The calories we take in require certain vitamins, especially the B vitamins to be released through glycolysis. Cereals and breads are fortified with Riboflavin, Niacin and Thiamine. These are B vitamins. While these fortifications help, and most foods have certain B vitamins, I will use a B Vitamin Complex supplement before I leave the house on a particularly cold day of fishing.

That boost, along with keeping up with consuming high calorie foods such as trail mix and peanut butter and jelly sandwiches throughout the day keeps my mitochondrial furnace cranking out the heat inside each cell.

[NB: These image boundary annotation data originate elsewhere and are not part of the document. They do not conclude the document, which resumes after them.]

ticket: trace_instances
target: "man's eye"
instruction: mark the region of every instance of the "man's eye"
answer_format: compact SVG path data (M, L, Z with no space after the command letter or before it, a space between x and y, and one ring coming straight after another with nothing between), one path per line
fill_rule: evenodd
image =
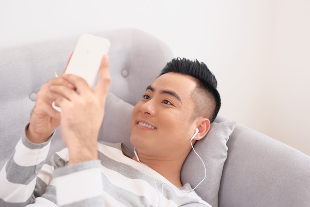
M144 99L150 99L150 97L148 95L144 95L142 96L142 98Z
M170 102L169 102L169 101L167 101L167 100L164 100L163 102L162 102L162 103L163 104L169 104L169 105L172 105L172 104L171 104L171 103Z

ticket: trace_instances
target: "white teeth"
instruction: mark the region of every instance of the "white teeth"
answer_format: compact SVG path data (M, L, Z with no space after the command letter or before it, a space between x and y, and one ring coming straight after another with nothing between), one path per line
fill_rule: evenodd
M154 126L153 126L152 125L149 125L149 124L147 124L146 123L142 122L141 121L139 121L138 123L138 124L139 124L140 126L144 126L145 127L148 127L148 128L149 128L150 129L155 129L155 127L154 127Z

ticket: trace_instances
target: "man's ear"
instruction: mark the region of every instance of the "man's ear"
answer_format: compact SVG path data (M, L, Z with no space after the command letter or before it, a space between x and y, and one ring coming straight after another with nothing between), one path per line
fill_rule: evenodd
M197 123L197 128L199 130L198 134L194 138L194 140L200 140L203 139L210 130L211 123L207 118L202 118Z

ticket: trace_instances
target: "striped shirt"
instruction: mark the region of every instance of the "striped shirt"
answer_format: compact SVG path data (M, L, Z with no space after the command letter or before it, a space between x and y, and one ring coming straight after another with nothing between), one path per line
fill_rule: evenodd
M121 143L98 143L99 160L70 165L67 148L45 164L50 146L22 136L0 172L0 206L210 206L189 184L177 187L124 155Z

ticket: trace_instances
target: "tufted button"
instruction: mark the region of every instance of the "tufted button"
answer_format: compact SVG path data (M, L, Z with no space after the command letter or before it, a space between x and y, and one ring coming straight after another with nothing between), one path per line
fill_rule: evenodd
M124 78L126 78L126 77L127 77L128 76L128 74L129 74L129 73L128 72L128 71L127 70L122 70L122 76L123 76Z
M37 101L37 94L36 94L35 93L31 93L31 94L30 94L30 96L29 96L29 99L30 99L30 100L32 101L33 102L35 102L36 101Z

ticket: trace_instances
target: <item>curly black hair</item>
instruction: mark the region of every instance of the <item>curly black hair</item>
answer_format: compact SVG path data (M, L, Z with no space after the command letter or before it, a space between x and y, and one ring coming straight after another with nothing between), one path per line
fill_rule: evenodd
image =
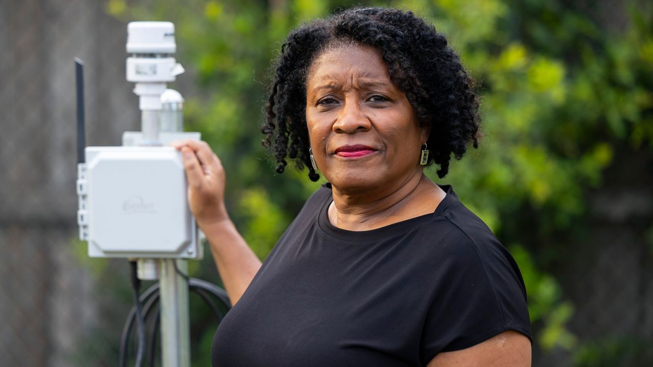
M349 9L295 29L281 46L274 81L265 106L264 147L270 148L283 172L286 158L309 178L319 175L311 164L306 126L306 78L312 61L326 47L371 46L381 53L392 82L406 93L421 126L430 126L428 163L449 171L451 156L460 160L471 142L478 147L479 100L471 78L447 39L412 12L393 8ZM274 138L274 142L273 142Z

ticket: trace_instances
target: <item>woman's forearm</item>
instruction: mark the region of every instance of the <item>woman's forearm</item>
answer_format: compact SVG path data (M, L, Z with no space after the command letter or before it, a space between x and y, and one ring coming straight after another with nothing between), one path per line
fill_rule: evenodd
M261 268L261 260L231 220L204 226L202 230L208 240L231 304L236 304Z

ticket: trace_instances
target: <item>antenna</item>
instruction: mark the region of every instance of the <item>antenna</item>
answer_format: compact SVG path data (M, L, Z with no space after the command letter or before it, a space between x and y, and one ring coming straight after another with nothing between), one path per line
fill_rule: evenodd
M84 62L75 57L75 81L77 89L77 163L84 163L84 149L86 147L84 115Z

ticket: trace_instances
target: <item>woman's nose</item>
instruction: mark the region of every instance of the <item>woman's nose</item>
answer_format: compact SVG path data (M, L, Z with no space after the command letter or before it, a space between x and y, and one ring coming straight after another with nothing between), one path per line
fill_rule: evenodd
M372 122L365 115L357 100L345 100L333 125L333 130L338 133L353 134L357 131L368 131Z

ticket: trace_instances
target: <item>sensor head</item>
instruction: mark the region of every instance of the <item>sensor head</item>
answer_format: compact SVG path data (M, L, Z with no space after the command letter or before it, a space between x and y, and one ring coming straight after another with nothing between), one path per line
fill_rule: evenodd
M127 33L127 53L170 55L177 50L170 22L132 22Z

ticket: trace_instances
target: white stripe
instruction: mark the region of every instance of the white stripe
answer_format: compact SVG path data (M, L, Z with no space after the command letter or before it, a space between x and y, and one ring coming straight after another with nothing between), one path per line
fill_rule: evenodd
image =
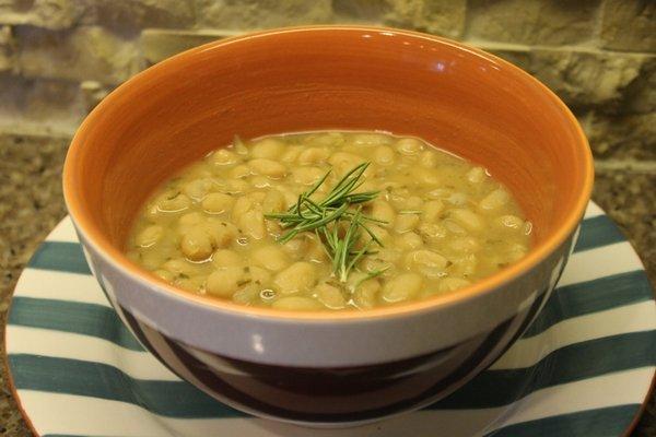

Not only will a cup of hot water warm and hydrate you, just holding the warm cup in your hands returns dexterity to your digits. Photo Jeff Little
Not only will a cup of hot water warm and hydrate you, just holding the warm cup in your hands returns dexterity to your digits. Photo Jeff Little Mike Putnam / Mt. Bachelor Resort

Taking Breaks

Because many of our cold water fishing requires slow presentations, once we are at the spot we are fishing, we don’t move around much. This means that we don’t have as much blood pumping to our extremities. I’ll take breaks to hop up on shore, and pendulum swing my feet like skiers do to force warm blood down into my toes.

Even while staying in your kayak, hanging your feet over the edge and rotating your ankles will pump blood down there and warm things up again. Another warming break I employ involves hot water in a thermos. By simply holding and slowly sipping a cup of hot water, my hands regain feeling.

Bail Bag

Keeping a dry bag with enough clothing to get all dry clothing on in the case of submersion is essential to winter kayak fishing. My Watershed Dry Bag also has a fire starting kit. I have several ways to start a fire, including waterproof matches, a standard disposable lighter, fire starting sticks, newspaper, a piece of cardboard to block wind or fan air into the coals and a Zippo lighter.

I prefer the Zippo lighter, as it’s operation does not require the kind of thumb and finger dexterity that is usually the first thing to go when you become hypothermic. Simply open the lid, and run the flint wheel along the palm of the opposite hand.

The Zippo doesn’t ask much of a thumb that may not have anything left to give. Keep your body warm and dry while winter kayak fishing and it will respond when you need it.